Die Verteilung der Leser auf Länder hat sich im letzten Jahr kaum verändert. Die er­sten acht Länder blieben dieselben. Spanien und Irland haben Singapur und Luxemburg verdrängt. Frankreich, Russland und die Ukraine haben weiter kräftig zugelegt. Es sind laufend noch neue Länder dazu gekommen. Die ganze Nordhalbkugel erscheint in der Grafik in verschiedenen Schattierungen von Grün. Als neu fielen mir auf Kasachstan, Tadschikistan und Weißrussland (Belarus). Die Gesamtzahl der Leser aus den nicht genannten Ländern liegt bei 2727 und ist in der Tabelle als ‚Übrige Länder‘ aufgeführt.
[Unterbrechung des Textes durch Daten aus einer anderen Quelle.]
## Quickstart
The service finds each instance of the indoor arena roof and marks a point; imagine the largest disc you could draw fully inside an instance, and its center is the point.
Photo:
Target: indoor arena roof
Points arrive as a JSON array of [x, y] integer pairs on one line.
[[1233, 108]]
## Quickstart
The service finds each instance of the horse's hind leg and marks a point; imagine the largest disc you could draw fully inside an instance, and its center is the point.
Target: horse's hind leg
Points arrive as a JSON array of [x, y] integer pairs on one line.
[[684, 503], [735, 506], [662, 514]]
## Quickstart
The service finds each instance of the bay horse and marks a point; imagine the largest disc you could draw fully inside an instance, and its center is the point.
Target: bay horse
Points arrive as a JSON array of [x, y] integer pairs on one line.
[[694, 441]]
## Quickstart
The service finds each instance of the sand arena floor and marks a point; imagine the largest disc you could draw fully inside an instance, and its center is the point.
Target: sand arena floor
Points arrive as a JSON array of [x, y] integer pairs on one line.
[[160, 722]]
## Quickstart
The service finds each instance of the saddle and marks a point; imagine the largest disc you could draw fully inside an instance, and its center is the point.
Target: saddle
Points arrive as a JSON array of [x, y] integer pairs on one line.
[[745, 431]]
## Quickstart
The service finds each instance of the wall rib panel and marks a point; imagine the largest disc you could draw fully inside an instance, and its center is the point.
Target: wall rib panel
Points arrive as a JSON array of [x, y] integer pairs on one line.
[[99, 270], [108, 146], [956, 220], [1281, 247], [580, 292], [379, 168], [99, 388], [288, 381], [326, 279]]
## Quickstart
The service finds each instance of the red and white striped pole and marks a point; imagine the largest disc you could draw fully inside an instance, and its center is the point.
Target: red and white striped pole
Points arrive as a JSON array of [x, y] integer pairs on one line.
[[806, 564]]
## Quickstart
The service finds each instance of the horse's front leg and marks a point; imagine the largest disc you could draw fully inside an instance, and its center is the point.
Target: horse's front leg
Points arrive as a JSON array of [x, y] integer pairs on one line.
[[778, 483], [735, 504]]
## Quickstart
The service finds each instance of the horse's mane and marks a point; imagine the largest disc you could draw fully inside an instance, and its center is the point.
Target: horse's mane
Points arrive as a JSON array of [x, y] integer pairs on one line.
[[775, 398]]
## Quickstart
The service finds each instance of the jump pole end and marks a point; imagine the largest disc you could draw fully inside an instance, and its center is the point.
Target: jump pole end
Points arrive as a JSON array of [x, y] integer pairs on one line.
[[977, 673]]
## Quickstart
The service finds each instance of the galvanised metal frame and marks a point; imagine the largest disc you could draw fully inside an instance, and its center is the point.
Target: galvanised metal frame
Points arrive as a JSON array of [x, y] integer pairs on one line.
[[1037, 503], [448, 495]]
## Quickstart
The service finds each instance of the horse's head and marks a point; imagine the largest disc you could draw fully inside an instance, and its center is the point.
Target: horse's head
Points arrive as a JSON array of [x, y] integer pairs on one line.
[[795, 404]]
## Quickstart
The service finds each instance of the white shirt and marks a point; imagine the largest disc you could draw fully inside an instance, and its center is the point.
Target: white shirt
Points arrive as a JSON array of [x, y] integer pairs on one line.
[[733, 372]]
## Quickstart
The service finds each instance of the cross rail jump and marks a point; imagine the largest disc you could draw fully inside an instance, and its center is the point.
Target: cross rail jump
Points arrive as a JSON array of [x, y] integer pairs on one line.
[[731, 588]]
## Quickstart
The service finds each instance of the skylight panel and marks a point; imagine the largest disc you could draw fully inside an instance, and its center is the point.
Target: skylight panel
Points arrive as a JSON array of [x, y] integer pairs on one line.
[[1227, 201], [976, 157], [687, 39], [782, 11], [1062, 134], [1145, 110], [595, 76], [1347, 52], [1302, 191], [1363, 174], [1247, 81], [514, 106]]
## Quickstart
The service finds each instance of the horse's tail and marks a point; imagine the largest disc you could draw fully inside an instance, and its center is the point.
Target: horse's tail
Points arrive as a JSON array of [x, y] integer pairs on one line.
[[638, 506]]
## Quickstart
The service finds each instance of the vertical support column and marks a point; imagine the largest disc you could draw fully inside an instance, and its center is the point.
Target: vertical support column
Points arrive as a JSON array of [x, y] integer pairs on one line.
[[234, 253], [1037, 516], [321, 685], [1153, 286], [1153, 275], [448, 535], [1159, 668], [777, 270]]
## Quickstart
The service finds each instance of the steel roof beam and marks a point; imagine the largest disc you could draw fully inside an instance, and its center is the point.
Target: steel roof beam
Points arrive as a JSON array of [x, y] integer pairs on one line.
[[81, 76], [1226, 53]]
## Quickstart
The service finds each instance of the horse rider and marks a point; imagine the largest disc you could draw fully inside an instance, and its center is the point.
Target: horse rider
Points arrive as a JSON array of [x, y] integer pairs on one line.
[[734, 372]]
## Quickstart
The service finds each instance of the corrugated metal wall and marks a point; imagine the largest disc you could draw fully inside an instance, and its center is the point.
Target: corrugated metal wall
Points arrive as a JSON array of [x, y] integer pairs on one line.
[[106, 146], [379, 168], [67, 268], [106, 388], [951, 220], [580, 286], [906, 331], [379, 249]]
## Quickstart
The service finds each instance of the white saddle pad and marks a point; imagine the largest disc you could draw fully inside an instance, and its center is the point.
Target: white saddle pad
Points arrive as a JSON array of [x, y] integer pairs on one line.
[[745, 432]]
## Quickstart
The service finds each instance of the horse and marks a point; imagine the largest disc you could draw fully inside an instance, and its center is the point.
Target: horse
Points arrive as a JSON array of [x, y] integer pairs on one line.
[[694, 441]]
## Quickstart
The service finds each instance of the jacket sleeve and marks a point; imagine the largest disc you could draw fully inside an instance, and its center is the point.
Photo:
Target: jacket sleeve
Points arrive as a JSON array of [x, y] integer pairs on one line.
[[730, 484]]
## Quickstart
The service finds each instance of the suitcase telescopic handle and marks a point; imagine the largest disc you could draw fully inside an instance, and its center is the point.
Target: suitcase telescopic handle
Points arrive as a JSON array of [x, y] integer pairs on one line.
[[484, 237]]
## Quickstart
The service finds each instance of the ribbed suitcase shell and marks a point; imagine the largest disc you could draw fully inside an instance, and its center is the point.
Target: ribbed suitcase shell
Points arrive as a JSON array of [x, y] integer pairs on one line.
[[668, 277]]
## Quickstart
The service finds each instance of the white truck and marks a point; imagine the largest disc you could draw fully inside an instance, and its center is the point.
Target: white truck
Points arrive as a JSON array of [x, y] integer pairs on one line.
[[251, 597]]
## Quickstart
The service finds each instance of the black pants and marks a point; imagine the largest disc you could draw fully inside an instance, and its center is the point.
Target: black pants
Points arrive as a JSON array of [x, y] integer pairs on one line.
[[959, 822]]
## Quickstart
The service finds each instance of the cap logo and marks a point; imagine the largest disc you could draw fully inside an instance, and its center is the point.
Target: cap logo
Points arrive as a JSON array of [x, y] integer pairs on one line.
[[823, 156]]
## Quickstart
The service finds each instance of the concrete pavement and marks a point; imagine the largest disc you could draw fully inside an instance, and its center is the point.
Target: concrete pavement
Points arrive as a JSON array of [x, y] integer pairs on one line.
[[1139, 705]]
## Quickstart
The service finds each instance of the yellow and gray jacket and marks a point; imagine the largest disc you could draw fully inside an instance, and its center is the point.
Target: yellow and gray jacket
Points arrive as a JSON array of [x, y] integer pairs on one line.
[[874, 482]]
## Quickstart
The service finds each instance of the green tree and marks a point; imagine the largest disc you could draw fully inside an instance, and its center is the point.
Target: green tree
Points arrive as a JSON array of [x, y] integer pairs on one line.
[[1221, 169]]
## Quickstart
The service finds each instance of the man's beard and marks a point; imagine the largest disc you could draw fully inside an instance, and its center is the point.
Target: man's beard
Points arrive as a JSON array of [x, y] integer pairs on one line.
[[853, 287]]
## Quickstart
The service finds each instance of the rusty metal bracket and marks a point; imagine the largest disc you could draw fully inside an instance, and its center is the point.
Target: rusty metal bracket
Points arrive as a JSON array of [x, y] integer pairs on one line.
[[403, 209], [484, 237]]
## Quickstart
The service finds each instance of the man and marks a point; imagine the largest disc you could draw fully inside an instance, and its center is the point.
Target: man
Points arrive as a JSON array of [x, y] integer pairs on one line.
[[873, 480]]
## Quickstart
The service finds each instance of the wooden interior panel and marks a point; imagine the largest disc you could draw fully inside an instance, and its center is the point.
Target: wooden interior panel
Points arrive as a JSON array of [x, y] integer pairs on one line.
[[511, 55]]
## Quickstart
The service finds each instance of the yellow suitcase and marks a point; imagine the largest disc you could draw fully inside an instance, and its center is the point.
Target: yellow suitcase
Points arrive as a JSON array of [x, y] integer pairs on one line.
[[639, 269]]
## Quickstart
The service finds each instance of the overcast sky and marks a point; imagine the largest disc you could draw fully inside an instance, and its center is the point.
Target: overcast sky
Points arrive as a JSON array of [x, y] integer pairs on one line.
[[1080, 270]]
Diese Steigerung ist beachtlich.

Themen und ihre Beliebtheit

Bei den Themen gibt es weiterhin zwei eindeutige Spitzenreiter. Deren Zugriffszahlen erhöhen sich auch jetzt noch laufend. An der Spitze liegt inzwischen mein Beitrag vom Mai 2011 über Professionalität, bei dem ich von Manfred Broy unterstützt wurde. Bald wird er die Marke von Tausend Lesern überschritten haben. Es folgen die Zigarettenbilder, deren Reiz nicht nachzulassen scheint. Auf den Plätzen hinter den zwei Spitzenreitern gibt es laufend Änderungen. Mein Versuch, fachliche Leitbilder aus der Praxis zu finden, wurde honoriert. Allein das gibt mir schon das Gefühl, mit diesem Blog etwas Nützliches begonnen zu haben. Zwei dieser Leitbilder (Karl Ganzhorn und Heinz Gumin) hatte ich bereits vorher in Erinnerung gerufen, was bei den Lesern auf großes Interesse stieß.


Spitzenreiter nach Themen

Zwei Beiträge meiner Freunde Hans Diel und Peter Hiemann (Quantenphysik, Popper) wurden sehr beachtet. Unser gemeinsames Ringen mit dem Informationsbegriff rief zwar bei einem Leser das Gefühl des ‚Déjà vu‘ hervor. Beruhigend daran ist, dass wir nicht ganz falsch lagen. Zwei meiner historischen Beiträge (Gerbert d’Aurillac, Dynastie der Luxemburger) machten nicht nur mir Freude. Sowohl je eine Besprechung eines aktuellen Buches (Digitale Demenz) wie eine meiner fachlichen Reflektionen (Geometrie) schafften es, in die Spitzengruppe zu gelangen. Schließlich zogen meine Predigten für meine Enkelin (Abi 2012) und meine Altersgedanken zum Jahresende zahlreiche Leser an. Dabei ist letzterer Beitrag erst gerade fünf Tage im Netz. Nochmals vielen Dank allen Beitragenden und allen Lesern. 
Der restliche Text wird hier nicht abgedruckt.